On 20 November each year, the world celebrates the Universal Children’s Day. This Day’s importance lies in highlighting the major challenges and violations against children all around the world, and putting forward recommendations and proposals likely to address such challenges and curb violations so as to promote and protect the rights of this social segment, ensure their broad participation in developing national projects’ plans, respect their opinions with regard to all issues relevant to their rights, prevent, address and monitor violence against them, and provide them with the services of education, health, rehabilitation and social integration.
On this occasion, the Islamic Educational, Scientific and Cultural Organization (ISESCO) issued a statement indicating that the Organization has identified a set of challenges and obstacles facing children in the Islamic world such as the high mortality among children under five years of age, low rate of primary school enrolment, lack of gender equality in education, addiction, violence, sexual abuse, malnutrition, and isolation in conflict zone.

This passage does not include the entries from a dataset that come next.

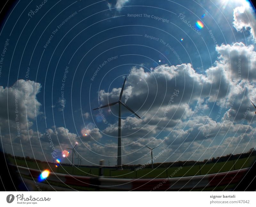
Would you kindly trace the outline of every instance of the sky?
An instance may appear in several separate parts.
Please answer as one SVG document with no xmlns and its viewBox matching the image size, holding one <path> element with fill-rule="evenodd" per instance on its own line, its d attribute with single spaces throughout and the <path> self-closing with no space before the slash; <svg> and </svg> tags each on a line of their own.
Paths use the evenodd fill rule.
<svg viewBox="0 0 256 207">
<path fill-rule="evenodd" d="M 245 0 L 17 1 L 0 30 L 6 153 L 116 165 L 202 161 L 256 145 L 256 21 Z M 37 6 L 38 7 L 37 7 Z M 161 153 L 162 152 L 162 153 Z M 66 157 L 63 157 L 64 154 Z"/>
</svg>

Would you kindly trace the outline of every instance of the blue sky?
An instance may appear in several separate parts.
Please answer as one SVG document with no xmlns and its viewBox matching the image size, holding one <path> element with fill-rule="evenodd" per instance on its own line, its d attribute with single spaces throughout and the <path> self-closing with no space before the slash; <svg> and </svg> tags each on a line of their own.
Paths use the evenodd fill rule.
<svg viewBox="0 0 256 207">
<path fill-rule="evenodd" d="M 141 119 L 122 108 L 123 164 L 147 162 L 145 145 L 166 150 L 155 162 L 255 146 L 256 28 L 248 2 L 46 1 L 35 12 L 41 3 L 34 1 L 16 2 L 1 27 L 5 152 L 52 161 L 50 137 L 59 157 L 77 143 L 83 164 L 114 164 L 118 107 L 92 109 L 118 100 L 125 77 L 122 100 Z"/>
</svg>

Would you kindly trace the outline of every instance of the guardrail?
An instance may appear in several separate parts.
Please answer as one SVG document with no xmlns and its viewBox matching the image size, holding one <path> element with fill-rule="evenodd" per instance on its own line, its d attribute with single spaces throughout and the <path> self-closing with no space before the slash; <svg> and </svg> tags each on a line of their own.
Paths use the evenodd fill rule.
<svg viewBox="0 0 256 207">
<path fill-rule="evenodd" d="M 12 165 L 20 174 L 37 181 L 42 171 Z M 67 185 L 120 190 L 178 190 L 216 187 L 238 183 L 250 168 L 225 172 L 180 178 L 155 179 L 122 179 L 92 177 L 51 172 L 48 181 Z"/>
</svg>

In the same vein, ISESCO called on all Member States’ governmental institutions and civil society organizations to join efforts so as to promote the international commitments through the ratification of, unless already done, the Covenant on the Rights of the Child in Islam, relevant regional and international protocols on the protection of children, including the Convention against Torture and Other Cruel, Inhuman or Degrading Treatment or Punishment and its optional protocols, Convention 138 on Minimum Age and Convention 182 on the Elimination of the Worst Forms of Child Labour of the International Labour Organization (ILO), and the United Nations Convention against Transnational Organized Crime and its supplementary Protocol to Prevent, Suppress and Punish Trafficking in Persons.

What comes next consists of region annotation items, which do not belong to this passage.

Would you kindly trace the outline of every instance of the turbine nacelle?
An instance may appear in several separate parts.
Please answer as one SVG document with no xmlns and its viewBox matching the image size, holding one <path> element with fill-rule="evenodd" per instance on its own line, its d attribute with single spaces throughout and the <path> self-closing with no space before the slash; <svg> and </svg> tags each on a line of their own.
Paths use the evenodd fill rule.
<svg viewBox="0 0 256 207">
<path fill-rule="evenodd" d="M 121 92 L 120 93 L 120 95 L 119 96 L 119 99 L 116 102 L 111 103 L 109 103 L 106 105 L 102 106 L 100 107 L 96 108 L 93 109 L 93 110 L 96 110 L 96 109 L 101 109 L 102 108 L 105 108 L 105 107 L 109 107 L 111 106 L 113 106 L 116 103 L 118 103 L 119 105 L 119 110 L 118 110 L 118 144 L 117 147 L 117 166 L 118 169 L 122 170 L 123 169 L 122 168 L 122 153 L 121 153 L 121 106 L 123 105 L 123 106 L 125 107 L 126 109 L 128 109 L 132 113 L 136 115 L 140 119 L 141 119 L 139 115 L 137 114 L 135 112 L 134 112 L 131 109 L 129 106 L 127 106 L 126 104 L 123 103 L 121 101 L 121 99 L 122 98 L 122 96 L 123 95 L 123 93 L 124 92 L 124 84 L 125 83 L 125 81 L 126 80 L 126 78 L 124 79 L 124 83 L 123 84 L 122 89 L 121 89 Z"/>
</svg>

Moreover, ISESCO’s statement called upon all Member States’ institutions and bodies to promote the legal and human rights framework in addressing issues of children in all regions while focusing on disadvantaged neighborhoods in the urban centers and the remote cities and villages deprived of services, and include the concept of non-violence culture in the educational curricula at various levels.

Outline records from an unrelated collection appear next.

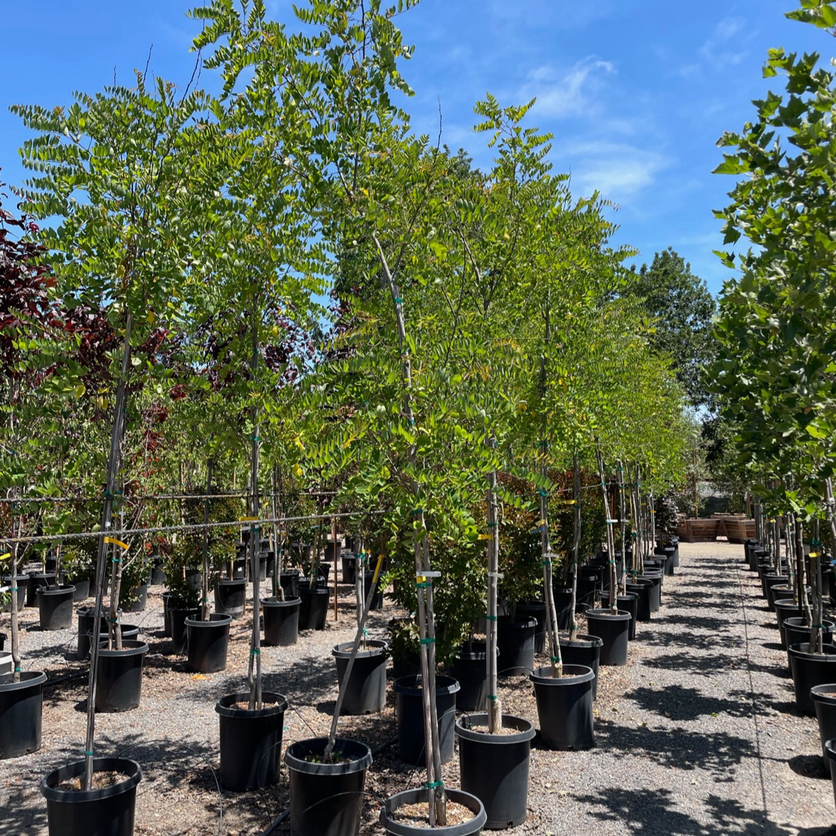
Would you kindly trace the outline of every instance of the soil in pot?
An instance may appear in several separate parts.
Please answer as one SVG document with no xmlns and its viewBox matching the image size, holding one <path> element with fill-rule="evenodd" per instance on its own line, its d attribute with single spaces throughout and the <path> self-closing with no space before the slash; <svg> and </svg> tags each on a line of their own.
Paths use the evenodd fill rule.
<svg viewBox="0 0 836 836">
<path fill-rule="evenodd" d="M 426 766 L 424 752 L 424 706 L 421 676 L 395 681 L 395 716 L 398 726 L 398 756 L 405 763 Z M 441 762 L 452 760 L 456 744 L 456 695 L 459 684 L 451 676 L 436 676 L 436 708 Z"/>
<path fill-rule="evenodd" d="M 802 714 L 816 713 L 810 689 L 817 685 L 836 681 L 836 646 L 824 645 L 824 653 L 809 653 L 807 642 L 788 646 L 795 705 Z"/>
<path fill-rule="evenodd" d="M 331 593 L 327 588 L 299 584 L 299 630 L 324 630 Z"/>
<path fill-rule="evenodd" d="M 390 836 L 477 836 L 487 815 L 482 803 L 461 789 L 446 789 L 447 825 L 430 827 L 426 789 L 407 789 L 390 796 L 380 810 L 380 823 Z"/>
<path fill-rule="evenodd" d="M 142 770 L 125 757 L 96 757 L 93 761 L 94 788 L 96 774 L 115 772 L 118 782 L 101 788 L 81 791 L 84 762 L 76 761 L 49 772 L 41 784 L 47 799 L 49 836 L 133 836 L 136 785 Z"/>
<path fill-rule="evenodd" d="M 498 657 L 498 649 L 497 649 Z M 450 665 L 450 675 L 459 683 L 456 708 L 459 711 L 484 711 L 487 708 L 487 670 L 485 642 L 464 645 Z"/>
<path fill-rule="evenodd" d="M 503 734 L 487 732 L 487 715 L 459 717 L 461 786 L 484 805 L 491 830 L 517 827 L 526 820 L 528 803 L 528 761 L 534 724 L 502 715 Z"/>
<path fill-rule="evenodd" d="M 323 763 L 323 737 L 292 743 L 284 754 L 290 777 L 291 836 L 358 836 L 371 749 L 337 738 L 336 762 Z"/>
<path fill-rule="evenodd" d="M 287 698 L 263 691 L 261 709 L 240 707 L 249 692 L 222 696 L 215 705 L 221 725 L 221 783 L 241 793 L 278 783 Z"/>
<path fill-rule="evenodd" d="M 41 747 L 41 717 L 46 674 L 23 671 L 0 676 L 0 760 L 18 757 Z"/>
<path fill-rule="evenodd" d="M 229 649 L 231 615 L 212 613 L 208 621 L 200 616 L 186 619 L 187 670 L 200 674 L 213 674 L 227 670 L 227 651 Z"/>
<path fill-rule="evenodd" d="M 144 641 L 122 642 L 121 650 L 99 647 L 99 679 L 96 684 L 97 711 L 113 713 L 138 708 L 142 696 L 142 665 L 148 645 Z"/>
<path fill-rule="evenodd" d="M 602 641 L 599 660 L 601 665 L 627 664 L 627 643 L 630 635 L 630 614 L 624 609 L 613 613 L 610 609 L 588 609 L 586 630 Z"/>
<path fill-rule="evenodd" d="M 345 642 L 332 650 L 337 663 L 340 687 L 348 669 L 354 643 Z M 344 714 L 377 714 L 386 705 L 386 660 L 389 645 L 385 641 L 367 640 L 357 651 L 351 677 L 343 696 Z"/>
<path fill-rule="evenodd" d="M 497 622 L 497 645 L 502 661 L 497 663 L 500 676 L 525 675 L 534 667 L 534 630 L 537 619 L 512 621 L 501 615 Z"/>
<path fill-rule="evenodd" d="M 247 581 L 219 580 L 215 585 L 215 612 L 240 619 L 247 603 Z"/>
<path fill-rule="evenodd" d="M 564 665 L 563 675 L 552 678 L 551 667 L 538 668 L 534 685 L 540 737 L 550 749 L 589 749 L 595 744 L 592 683 L 595 675 L 583 665 Z"/>
<path fill-rule="evenodd" d="M 18 576 L 18 583 L 20 583 L 20 575 Z M 26 588 L 26 605 L 28 607 L 38 606 L 38 590 L 42 586 L 54 586 L 55 573 L 30 572 L 29 582 Z"/>
<path fill-rule="evenodd" d="M 299 635 L 299 598 L 279 601 L 266 598 L 262 601 L 264 614 L 264 644 L 279 647 L 295 645 Z"/>
<path fill-rule="evenodd" d="M 598 669 L 604 642 L 599 636 L 585 633 L 579 633 L 572 641 L 568 635 L 561 634 L 558 640 L 563 665 L 582 665 L 592 669 L 595 675 L 592 681 L 592 698 L 598 699 Z"/>
</svg>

ISESCO also urged Member States to rapidly develop national strategies and action plans to counter and eradicate all forms of violence against children, raise awareness of the rights of children and non-violence culture in such a way as to promote and upgrade these commitments to enforceable legal principals while considering the resolutions of ISESCO’s successive sessions of the Islamic Conference of Ministers in charge of Childhood, and the relevant United Nations’ resolutions as an adequate framework for people operating in the field of children.